Monday, July 23, 2007

GOP Obstructionism

John Deeth noted this little factoid this morning...

"This year Senate Republicans are threatening filibusters to block more legislation than ever before. Nearly 1 in 6 roll-call votes in the Senate this year have been cloture votes. If this pace of blocking legislation continues, this 110th Congress will be on track to roughly triple the previous record number of cloture votes — 58 each in the two Congresses from 1999-2002, according to the Senate Historical Office."
Matthew Yglesias posted this graph and analysis of what all the fillibustering means.


It's really pretty surprising to see this kind of record being broken at the present time. Abstractly, you'd think that the most filibustering would happen at a time more like 2005-06 when 40-odd Senators might see their use of the filibuster as the only possible way to stop legislation.
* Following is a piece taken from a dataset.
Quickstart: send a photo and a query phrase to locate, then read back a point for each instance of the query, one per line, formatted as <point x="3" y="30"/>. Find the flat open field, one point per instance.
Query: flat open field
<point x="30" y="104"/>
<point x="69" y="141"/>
Alternatively, you might see a lot of filibusters aimed at preventing a first term president from needing to veto legislation, as Senators agree to take the hit in order to help their president secure re-election.

It seems, though, that the GOP has decided that if they use filibusters to obstruct congressional action that the press will keep reporting this in a "congress fails to do X" kind of way rather than a "GOP obstructionism" kind of way, which makes filibusters a win-win for Republicans.
So will the media keep reporting about how congress is failing to accomplish anything or will they see it as the GOP obstructionism that it is?